O escritor amazonense Milton Hatoum inscreveu-se pela primeira vez para disputar uma vaga na Academia Brasileira de Letras, em uma movimentação que tem repercutido fortemente nos bastidores da cultura nacional.
Aos 72 anos, o romancista, professor e tradutor é reconhecido como um dos principais nomes da literatura brasileira contemporânea, não apenas pela qualidade de sua prosa, mas pela capacidade de resgatar, com densidade lírica e política, a complexidade da identidade amazônica. A candidatura foi formalizada após a abertura do processo de sucessão da cadeira nº 6, anteriormente ocupada pelo jornalista e ensaísta Cícero Sandroni, falecido recentemente.
Hatoum desponta como o nome favorito entre os três candidatos confirmados até o momento. A relevância de sua obra o coloca em posição de destaque, especialmente por ter consolidado uma produção que alia apuro estético à reflexão crítica sobre temas como memória, exílio, família e pertencimento.
Sua trilogia informal — composta por “Relato de um Certo Oriente” (1989), “Dois Irmãos” (2000) e “Cinzas do Norte” (2005) — conquistou, além do reconhecimento do público e da crítica, o prestigiado Prêmio Jabuti, reafirmando seu papel central na literatura brasileira das últimas décadas. Os três romances se passam em Manaus, cenário que Hatoum explora com profundo lirismo e precisão sensível, revelando as tensões e afetos de uma sociedade marcada por transformações históricas e conflitos íntimos.

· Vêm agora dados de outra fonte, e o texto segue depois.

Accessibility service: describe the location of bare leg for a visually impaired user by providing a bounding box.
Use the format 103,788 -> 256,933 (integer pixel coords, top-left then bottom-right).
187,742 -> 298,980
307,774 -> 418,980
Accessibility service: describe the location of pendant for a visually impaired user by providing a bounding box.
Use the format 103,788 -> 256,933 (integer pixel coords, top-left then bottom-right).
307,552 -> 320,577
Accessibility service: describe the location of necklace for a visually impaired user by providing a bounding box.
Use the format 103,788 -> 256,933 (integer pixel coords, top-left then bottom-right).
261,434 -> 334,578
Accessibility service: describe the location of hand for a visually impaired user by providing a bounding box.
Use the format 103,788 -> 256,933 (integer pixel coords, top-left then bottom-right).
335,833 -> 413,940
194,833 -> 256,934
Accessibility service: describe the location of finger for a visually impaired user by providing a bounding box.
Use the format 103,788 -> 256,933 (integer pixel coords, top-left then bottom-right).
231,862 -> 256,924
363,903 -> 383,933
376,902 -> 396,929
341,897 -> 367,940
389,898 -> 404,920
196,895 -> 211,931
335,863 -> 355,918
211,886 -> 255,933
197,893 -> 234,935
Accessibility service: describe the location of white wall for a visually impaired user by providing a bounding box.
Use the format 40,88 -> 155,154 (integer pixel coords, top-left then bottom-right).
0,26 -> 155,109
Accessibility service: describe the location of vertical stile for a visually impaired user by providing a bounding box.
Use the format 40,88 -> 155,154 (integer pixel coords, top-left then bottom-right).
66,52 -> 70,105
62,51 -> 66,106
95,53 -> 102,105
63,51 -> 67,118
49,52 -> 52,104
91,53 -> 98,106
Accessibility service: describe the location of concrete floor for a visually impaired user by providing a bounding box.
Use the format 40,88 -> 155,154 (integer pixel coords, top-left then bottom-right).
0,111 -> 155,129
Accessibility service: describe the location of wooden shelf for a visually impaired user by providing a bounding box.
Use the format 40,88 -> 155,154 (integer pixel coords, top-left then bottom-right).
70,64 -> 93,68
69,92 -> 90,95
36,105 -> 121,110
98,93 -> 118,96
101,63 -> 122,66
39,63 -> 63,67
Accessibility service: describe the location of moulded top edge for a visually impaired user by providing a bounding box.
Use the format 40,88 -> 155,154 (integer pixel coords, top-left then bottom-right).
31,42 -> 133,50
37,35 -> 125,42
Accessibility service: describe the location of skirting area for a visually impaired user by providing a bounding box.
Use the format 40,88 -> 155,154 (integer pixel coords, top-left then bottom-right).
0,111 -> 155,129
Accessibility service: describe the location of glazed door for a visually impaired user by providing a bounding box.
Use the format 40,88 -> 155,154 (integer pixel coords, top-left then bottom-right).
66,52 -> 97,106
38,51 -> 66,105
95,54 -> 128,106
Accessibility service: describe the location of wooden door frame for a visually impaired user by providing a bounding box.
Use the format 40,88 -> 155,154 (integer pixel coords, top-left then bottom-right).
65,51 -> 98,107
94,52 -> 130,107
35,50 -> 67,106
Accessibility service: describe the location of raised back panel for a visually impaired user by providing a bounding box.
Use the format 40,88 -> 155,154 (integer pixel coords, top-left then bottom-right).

Além da trilogia, o autor publicou obras como “Órfãos do Eldorado”, adaptado para o cinema, “A Cidade Ilhada”, coletânea de contos, e a trilogia mais recente, iniciada com “A Noite da Espera” (2017), em que revisita o Brasil dos anos de chumbo com olhar crítico e sofisticado. Hatoum concilia, como poucos, a escrita refinada e o olhar atento às contradições sociais e políticas brasileiras. Sua candidatura à ABL é, portanto, não apenas um gesto simbólico de afirmação da literatura do Norte, muitas vezes negligenciada nos centros de poder intelectual, mas também uma possível renovação nos quadros da instituição fundada por Machado de Assis.
A eleição está marcada para o dia 14 de agosto. Já no próximo dia 10 de julho, a escritora Ana Maria Gonçalves deve ser eleita como a primeira mulher negra a integrar a ABL, consolidando uma nova fase da Casa de Machado.

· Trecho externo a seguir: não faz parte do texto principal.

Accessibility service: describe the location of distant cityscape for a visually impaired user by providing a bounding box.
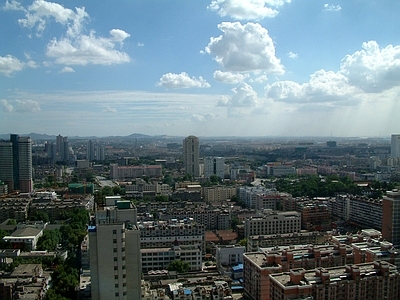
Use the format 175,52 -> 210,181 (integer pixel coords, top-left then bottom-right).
0,133 -> 399,299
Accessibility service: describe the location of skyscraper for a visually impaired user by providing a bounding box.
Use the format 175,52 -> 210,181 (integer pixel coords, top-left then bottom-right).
17,136 -> 33,193
89,202 -> 142,299
382,189 -> 400,247
0,141 -> 13,192
86,140 -> 95,161
391,134 -> 400,158
183,135 -> 200,178
0,135 -> 32,193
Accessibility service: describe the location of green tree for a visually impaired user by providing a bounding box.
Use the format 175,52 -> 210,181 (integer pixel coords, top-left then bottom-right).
37,230 -> 62,251
6,219 -> 17,225
167,260 -> 190,273
238,238 -> 247,247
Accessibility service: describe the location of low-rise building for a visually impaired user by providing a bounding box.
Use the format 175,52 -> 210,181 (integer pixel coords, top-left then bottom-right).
269,261 -> 400,300
244,211 -> 301,238
247,231 -> 326,252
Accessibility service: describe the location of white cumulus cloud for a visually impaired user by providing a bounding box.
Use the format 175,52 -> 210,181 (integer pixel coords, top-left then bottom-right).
15,99 -> 41,112
339,41 -> 400,93
218,82 -> 260,107
46,30 -> 131,65
213,70 -> 249,84
0,55 -> 25,76
60,66 -> 74,73
208,0 -> 291,20
204,22 -> 284,73
1,100 -> 14,112
158,72 -> 211,89
12,0 -> 131,67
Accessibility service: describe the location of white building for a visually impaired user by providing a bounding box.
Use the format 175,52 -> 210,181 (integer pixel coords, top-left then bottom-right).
204,157 -> 225,179
89,202 -> 141,300
215,244 -> 245,267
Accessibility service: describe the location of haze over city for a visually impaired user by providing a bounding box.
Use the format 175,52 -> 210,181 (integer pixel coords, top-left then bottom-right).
1,0 -> 400,137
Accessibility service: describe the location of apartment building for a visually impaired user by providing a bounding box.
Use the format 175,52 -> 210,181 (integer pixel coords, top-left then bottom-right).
247,231 -> 326,252
243,252 -> 282,300
244,211 -> 301,238
138,219 -> 205,253
0,197 -> 30,223
110,164 -> 162,180
298,203 -> 331,231
141,243 -> 202,273
269,261 -> 400,300
329,194 -> 382,230
202,185 -> 237,202
89,202 -> 141,300
382,189 -> 400,247
255,191 -> 291,210
125,179 -> 172,198
160,207 -> 231,230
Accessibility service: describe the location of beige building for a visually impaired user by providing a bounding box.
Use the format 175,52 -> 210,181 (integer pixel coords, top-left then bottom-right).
89,202 -> 141,300
244,211 -> 301,238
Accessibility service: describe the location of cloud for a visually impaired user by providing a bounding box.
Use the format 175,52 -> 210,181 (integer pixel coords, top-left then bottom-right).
218,82 -> 260,107
204,22 -> 284,73
323,4 -> 342,12
60,66 -> 74,73
339,41 -> 400,93
213,70 -> 249,84
103,106 -> 117,113
137,42 -> 144,47
15,99 -> 41,112
1,100 -> 14,112
158,72 -> 211,89
266,69 -> 360,105
191,113 -> 219,122
46,30 -> 131,65
208,0 -> 291,20
12,1 -> 131,66
288,51 -> 298,59
109,29 -> 130,44
0,55 -> 25,76
16,0 -> 89,37
3,0 -> 24,11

A seguir, os 10 livros mais conhecidos de Milton Hatoum, que ajudam a compreender a força e a diversidade de sua obra:
- Relato de um Certo Oriente
- Dois Irmãos
- Cinzas do Norte
- Órfãos do Eldorado
- A Noite da Espera
- Pontos de Fuga
- Lugar
- A Cidade Ilhada
- O Adeus do Comandante
- Um Solitário à Espreita
A candidatura de Milton Hatoum à Academia Brasileira de Letras representa mais do que uma disputa por uma cadeira simbólica: é um gesto de reconhecimento à força literária oriunda da Amazônia e ao papel transformador da literatura na construção da identidade nacional. Sua obra, marcada por narrativas densas, afetivas e politicamente engajadas, construiu pontes entre o regional e o universal, colocando Manaus no mapa da ficção brasileira com altivez e profundidade.

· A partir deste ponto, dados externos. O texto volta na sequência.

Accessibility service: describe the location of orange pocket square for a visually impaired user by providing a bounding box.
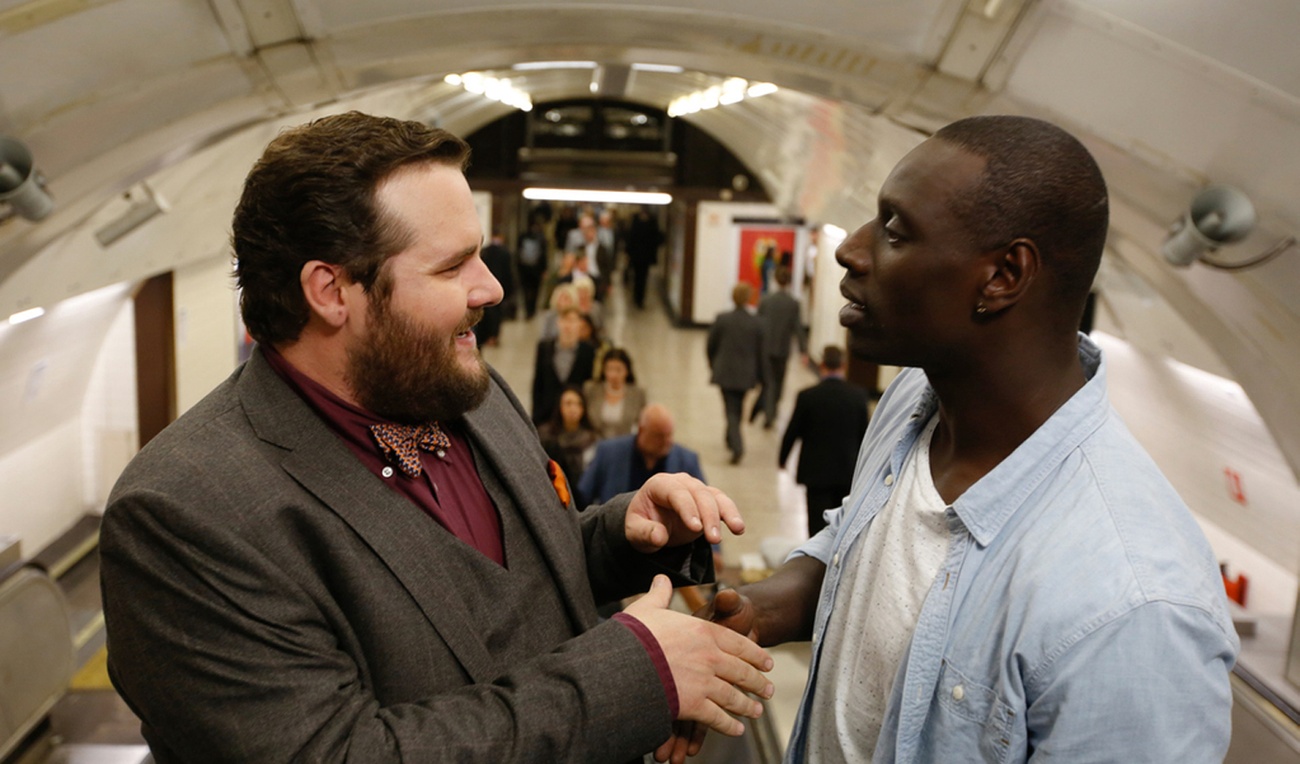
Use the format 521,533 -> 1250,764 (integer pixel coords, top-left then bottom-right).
547,459 -> 571,508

Caso eleito, Hatoum levará à ABL não apenas o peso de sua trajetória premiada, mas também uma voz que amplia os horizontes da cultura nacional, fortalecendo o compromisso da instituição com a diversidade, a memória e a renovação literária do país. Em tempos de transição e abertura na Casa de Machado, sua entrada pode sinalizar um novo ciclo, onde o Brasil plural e periférico também se faz centro.